Complex technologies often require complex tools for maximum performance. The Cell BE processor is a "heterogeneous" processor in that it has a PowerPC® core (also known as the Power Processor Element, PPE) and eight Synergistic Processing Elements (SPEs) that have a completely different instruction set. To get the maximum performance out of the Cell BE processor, you must put a great deal of forethought into modeling the problem and into implementing the solution.
We have just gotten through working on a series of tutorials about the XL C Alpha download (see Resources), and were lucky enough to catch up with the XL C compiler, to ask about some of the questions we had as a result. Readers should view this interview as a companion to the tutorial pieces.
developerWorks: Before we start talking about optimizing code, can I ask you to introduce yourself and just say a few words about what you do?
<standard input>, line 1.1: 1506-166 (S) Definition of function Before requires parentheses.
<standard input>, line 1.8: 1506-046 (S) Syntax error.
setenv LOCALE en_US
Sorry about that. Before we start talking about optimizing code, can I ask you to introduce yourself and just say a few words about what you do?
ppuxlc: Certainly. I'm the XL C download, sort of a demo or trial version, but I come from a large family of compilers, built from a single source tree. Compiler researchers are adding new features, while the commercial releases are focused more on stability. We primarily target Power Architecture™ chips, such as the POWER6™, or the PowerPC 970MP, but I also target the SPE units of the Cell Broadband Engine processor.

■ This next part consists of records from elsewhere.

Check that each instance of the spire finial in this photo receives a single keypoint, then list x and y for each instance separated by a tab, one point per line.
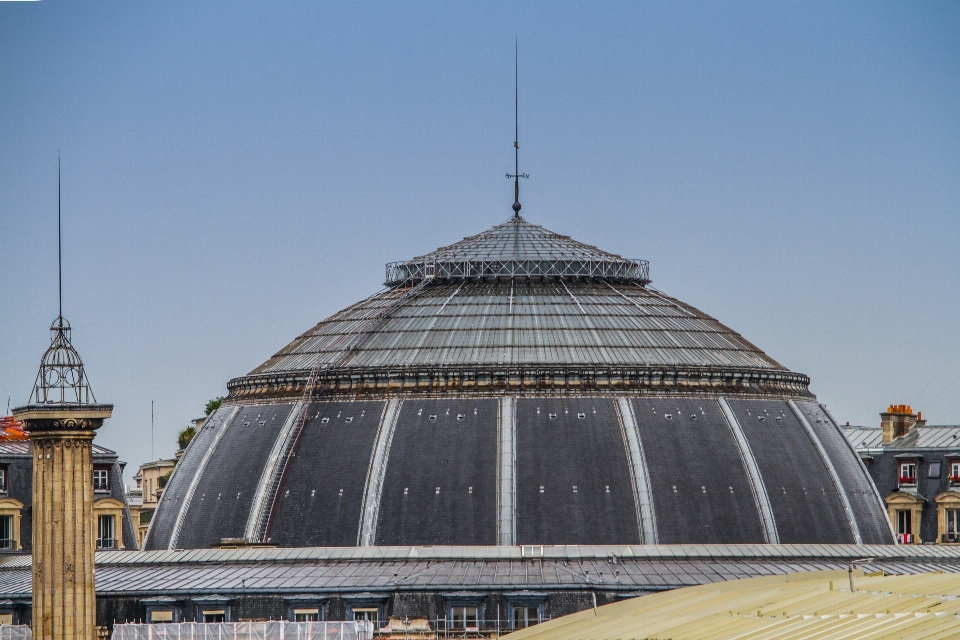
516	134
59	246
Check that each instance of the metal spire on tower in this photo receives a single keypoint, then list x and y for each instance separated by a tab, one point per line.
516	135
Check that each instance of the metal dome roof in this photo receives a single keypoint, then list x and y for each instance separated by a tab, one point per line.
518	248
517	298
503	323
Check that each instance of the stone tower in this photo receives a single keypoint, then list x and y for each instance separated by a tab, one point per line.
61	419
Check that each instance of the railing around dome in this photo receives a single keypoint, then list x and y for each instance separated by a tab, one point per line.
636	270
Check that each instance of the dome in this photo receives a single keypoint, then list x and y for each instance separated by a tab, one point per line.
519	388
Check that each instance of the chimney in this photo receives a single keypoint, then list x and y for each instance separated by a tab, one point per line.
896	421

dW: Do you only run on Power Architecture systems, then?
ppuxlc: No, in fact, I run on x86 or x86_64 Linux® systems. Other members of the family are available for a range of architectures, and we're quite portable. We even have a few Fortran compilers, although some might say they're the black sheep of the family. <laughs> There are basically two branches to the family tree: the commercial branch is more stable and polished, the research branch is a little more experimental. Features that work out well in testing get moved into commercial releases over time.

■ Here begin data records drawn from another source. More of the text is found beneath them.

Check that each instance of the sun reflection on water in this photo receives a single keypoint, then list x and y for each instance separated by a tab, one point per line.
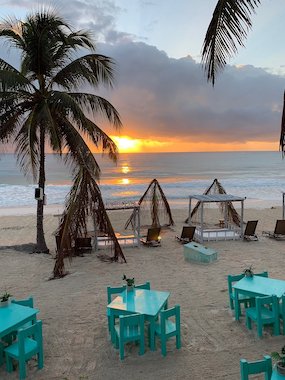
125	169
125	181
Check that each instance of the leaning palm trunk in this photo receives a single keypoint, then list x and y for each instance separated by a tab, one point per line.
41	246
83	201
42	104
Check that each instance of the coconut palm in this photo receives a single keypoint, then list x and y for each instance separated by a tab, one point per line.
41	104
227	30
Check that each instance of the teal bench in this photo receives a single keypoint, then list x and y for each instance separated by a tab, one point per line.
197	252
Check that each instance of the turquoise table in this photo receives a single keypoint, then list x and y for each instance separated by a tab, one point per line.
257	286
14	316
140	301
276	375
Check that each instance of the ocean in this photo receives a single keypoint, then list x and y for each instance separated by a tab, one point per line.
258	176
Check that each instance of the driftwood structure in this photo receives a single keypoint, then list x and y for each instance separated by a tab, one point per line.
225	207
154	208
84	201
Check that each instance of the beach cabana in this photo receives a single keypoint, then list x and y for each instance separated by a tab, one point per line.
154	208
125	240
226	229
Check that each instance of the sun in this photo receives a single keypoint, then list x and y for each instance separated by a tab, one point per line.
126	144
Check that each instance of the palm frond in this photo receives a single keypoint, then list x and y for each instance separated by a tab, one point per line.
79	154
92	68
69	106
228	28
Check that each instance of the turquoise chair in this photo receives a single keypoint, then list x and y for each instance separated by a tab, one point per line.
28	302
1	353
113	291
246	300
252	368
265	312
282	312
146	286
165	328
130	329
29	344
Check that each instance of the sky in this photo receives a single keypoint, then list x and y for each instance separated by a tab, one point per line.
161	92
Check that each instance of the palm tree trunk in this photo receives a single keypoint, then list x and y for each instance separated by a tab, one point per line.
41	246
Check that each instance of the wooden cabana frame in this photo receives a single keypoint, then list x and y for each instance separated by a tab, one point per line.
224	233
100	242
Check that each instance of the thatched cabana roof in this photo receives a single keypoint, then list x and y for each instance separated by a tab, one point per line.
154	208
211	194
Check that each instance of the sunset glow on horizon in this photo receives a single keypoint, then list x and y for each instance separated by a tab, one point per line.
127	144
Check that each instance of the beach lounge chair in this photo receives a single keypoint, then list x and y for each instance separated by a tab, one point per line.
152	239
261	366
249	232
187	234
279	231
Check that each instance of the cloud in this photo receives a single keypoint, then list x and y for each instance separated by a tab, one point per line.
159	97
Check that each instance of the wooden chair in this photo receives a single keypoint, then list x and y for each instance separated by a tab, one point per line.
29	344
166	328
246	300
251	368
130	329
249	232
279	230
187	234
152	239
265	312
113	291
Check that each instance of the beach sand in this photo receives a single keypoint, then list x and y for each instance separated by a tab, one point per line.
73	309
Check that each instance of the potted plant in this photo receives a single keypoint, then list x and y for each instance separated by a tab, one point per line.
5	299
248	272
280	360
130	283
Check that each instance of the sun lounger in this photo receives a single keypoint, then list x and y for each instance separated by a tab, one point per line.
152	239
279	231
249	232
187	234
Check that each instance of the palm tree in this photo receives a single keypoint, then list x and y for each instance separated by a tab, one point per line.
227	30
40	104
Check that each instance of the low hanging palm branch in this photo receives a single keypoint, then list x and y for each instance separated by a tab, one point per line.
217	188
84	201
41	104
153	202
228	28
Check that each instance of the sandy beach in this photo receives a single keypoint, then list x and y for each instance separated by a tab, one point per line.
73	309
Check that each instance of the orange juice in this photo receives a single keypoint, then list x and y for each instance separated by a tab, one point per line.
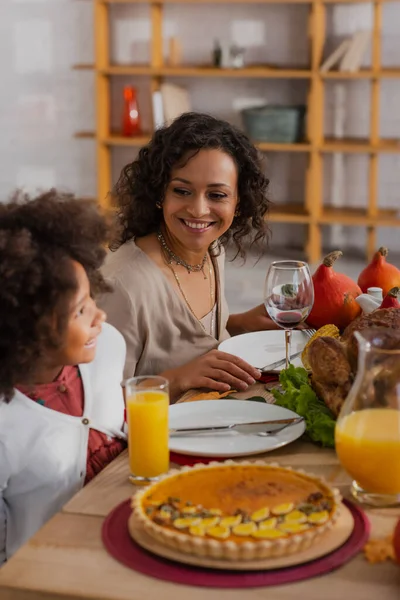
147	415
368	446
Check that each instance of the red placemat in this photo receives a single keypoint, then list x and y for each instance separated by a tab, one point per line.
185	459
120	545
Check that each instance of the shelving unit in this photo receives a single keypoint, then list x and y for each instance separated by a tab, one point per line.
313	214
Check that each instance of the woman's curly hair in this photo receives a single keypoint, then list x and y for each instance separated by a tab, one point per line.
143	182
39	238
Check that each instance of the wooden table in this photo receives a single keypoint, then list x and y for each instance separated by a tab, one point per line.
66	559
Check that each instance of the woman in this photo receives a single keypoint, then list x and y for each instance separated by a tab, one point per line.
61	402
197	185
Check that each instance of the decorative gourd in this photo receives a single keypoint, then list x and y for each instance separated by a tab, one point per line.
390	300
334	296
379	273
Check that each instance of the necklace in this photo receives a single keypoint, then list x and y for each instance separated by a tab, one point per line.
212	299
179	261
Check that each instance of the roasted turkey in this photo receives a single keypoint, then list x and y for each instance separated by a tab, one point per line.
334	363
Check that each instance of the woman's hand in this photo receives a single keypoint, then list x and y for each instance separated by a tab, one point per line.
215	370
255	319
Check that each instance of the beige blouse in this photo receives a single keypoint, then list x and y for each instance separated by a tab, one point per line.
159	329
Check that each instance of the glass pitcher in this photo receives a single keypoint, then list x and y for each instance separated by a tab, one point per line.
367	435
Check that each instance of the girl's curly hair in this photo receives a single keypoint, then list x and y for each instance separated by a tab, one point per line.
143	182
39	238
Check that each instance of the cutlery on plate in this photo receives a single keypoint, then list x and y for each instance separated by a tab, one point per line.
279	363
309	333
258	426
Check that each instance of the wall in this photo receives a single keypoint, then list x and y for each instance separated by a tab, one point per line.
43	102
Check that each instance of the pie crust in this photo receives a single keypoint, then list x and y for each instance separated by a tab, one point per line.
237	511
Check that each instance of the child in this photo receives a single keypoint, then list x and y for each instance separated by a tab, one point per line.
61	366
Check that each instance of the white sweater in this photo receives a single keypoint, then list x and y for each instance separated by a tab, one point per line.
43	452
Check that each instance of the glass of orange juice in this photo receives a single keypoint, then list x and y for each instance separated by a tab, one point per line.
367	435
147	404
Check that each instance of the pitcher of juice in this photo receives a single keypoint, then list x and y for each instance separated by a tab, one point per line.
147	405
367	432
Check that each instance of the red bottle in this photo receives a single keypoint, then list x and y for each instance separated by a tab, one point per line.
131	117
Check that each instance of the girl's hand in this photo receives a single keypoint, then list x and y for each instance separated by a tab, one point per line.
215	370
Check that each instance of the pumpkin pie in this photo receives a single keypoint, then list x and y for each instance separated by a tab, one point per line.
236	511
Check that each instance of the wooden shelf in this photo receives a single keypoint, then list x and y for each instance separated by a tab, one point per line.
288	213
260	72
313	215
120	140
82	135
83	67
360	146
274	147
239	1
389	73
116	139
214	1
359	217
363	74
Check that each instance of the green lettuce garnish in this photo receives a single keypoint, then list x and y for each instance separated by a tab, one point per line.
299	397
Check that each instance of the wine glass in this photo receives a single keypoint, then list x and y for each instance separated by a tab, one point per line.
288	296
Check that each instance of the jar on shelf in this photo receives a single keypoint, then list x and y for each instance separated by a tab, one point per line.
131	117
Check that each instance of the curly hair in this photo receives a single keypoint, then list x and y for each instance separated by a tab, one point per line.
39	238
143	182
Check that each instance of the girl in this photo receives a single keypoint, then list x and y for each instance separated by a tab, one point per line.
61	403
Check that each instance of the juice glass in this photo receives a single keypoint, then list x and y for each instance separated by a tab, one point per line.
367	435
147	404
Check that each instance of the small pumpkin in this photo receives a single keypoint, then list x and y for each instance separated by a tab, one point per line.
334	296
379	273
396	541
391	299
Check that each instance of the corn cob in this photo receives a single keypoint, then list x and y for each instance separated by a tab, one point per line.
326	331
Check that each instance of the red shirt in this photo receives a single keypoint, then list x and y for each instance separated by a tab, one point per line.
66	395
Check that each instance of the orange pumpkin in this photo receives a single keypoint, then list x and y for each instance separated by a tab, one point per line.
334	296
396	542
379	273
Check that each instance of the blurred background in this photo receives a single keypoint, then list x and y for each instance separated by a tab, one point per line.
334	163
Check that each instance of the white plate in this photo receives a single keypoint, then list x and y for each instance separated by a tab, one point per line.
262	348
206	413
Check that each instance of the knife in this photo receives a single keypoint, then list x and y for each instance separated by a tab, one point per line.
280	362
266	426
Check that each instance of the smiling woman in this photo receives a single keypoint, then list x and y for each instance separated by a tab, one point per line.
197	185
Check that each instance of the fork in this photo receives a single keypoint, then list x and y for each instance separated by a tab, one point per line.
309	333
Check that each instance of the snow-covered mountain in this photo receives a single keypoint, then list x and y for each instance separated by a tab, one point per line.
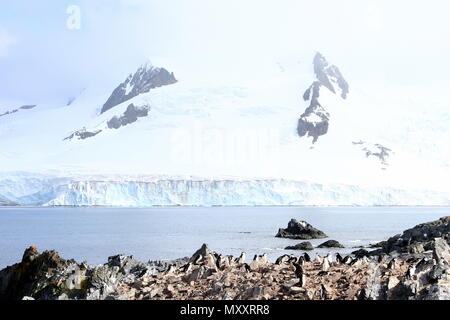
292	133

dW: What's the relationship between you and the research compiler?
ppuxlc: My uncle, the Octopiler, is a little eccentric at times, being a research project. I have prototype extensions to support the pipelines of the PPE and SPE. The automatic SIMDization support for the SPE is a new feature, but it's based on the fairly mature VMX support in the production compiler.
dW: What do you mean, automatic SIMDization?
ppuxlc: Auto-SIMDization is automatic conversion of code written in terms of scalars and loops into instructions that run natively on SIMD hardware like the SPEs on Cell BE or the VMX registers on the PowerPC (including the PPE of Cell BE). Auto-SIMDization helps to parallelize operations within a single SPE, or on the PPE, but you will still need manual intervention to partition code and data, and to exploit the parallelism of the eight SPEs.
dW: So I need to do some hand-tuning work to exploit the Cell BE fully?
ppuxlc: Yes. The current combination of the XL PPE and SPE compilers allows you to exploit the features of the Cell BE, but still requires a high degree of manual intervention, as described in Part 4 of the five-part tutorial series, Introduction to compiling for the Cell Broadband Engine architecture.
dW: What's this we hear about a tutorial series?
ppuxlc: Well, I guess there's a tutorial series about me. I'm a little embarrassed about all the attention, I'm mostly a very output-oriented worker, more comfortable in labs and development environments than with media exposure. The tutorials are based on slides from the PACT 2005 presentations by the compiler team; and are primarily about targeting the Cell Broadband Engine, and I guess they go into some of the technology used in the research branch of the family.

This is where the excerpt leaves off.